Nonparametric Reduced Rank Regression
This work addresses the challenge of high-dimensional multivariate regression with nonlinear dependencies, particularly relevant for applications like genomics, though it appears incremental as it extends existing reduced rank regression concepts to nonparametric settings.
The authors tackled the problem of multivariate nonparametric regression by generalizing reduced rank regression to handle nonlinear relationships, proposing a method that controls model complexity using a functional nuclear norm to achieve low-rank function estimates. They derived backfitting algorithms, provided theoretical guarantees with oracle inequalities on excess risk, and demonstrated the method on gene expression data.

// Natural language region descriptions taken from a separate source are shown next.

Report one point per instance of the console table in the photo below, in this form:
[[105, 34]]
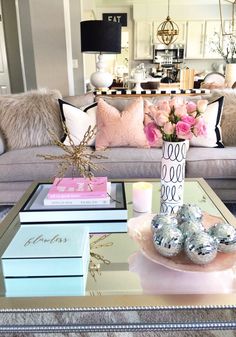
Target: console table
[[115, 300], [151, 92]]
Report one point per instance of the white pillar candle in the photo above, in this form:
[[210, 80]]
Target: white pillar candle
[[142, 196]]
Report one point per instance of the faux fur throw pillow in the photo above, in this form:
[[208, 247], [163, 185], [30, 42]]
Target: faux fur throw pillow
[[27, 119], [228, 120]]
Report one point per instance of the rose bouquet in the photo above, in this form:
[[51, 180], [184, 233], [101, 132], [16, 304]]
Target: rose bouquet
[[174, 120]]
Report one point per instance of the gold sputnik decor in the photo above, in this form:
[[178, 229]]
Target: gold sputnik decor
[[76, 156], [168, 31], [95, 265]]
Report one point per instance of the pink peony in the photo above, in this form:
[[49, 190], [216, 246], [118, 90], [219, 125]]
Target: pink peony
[[169, 128], [202, 105], [180, 111], [153, 134], [183, 130], [188, 119], [191, 107], [200, 128], [176, 102], [164, 106], [161, 119]]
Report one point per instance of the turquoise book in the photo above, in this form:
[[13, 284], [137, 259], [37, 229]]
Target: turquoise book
[[47, 261]]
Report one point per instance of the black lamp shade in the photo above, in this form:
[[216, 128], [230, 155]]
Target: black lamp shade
[[98, 36]]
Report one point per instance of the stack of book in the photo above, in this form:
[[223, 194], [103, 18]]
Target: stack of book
[[47, 261], [101, 205], [79, 191]]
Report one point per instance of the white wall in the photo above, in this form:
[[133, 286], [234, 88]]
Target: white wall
[[49, 42]]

We propose an approach to multivariate nonparametric regression that generalizes reduced rank regression for linear models. An additive model is estimated for each dimension of a $q$-dimensional response, with a shared $p$-dimensional predictor variable. To control the complexity of the model, we employ a functional form of the Ky-Fan or nuclear norm, resulting in a set of function estimates that have low rank. Backfitting algorithms are derived and justified using a nonparametric form of the nuclear norm subdifferential. Oracle inequalities on excess risk are derived that exhibit the scaling behavior of the procedure in the high dimensional setting. The methods are illustrated on gene expression data.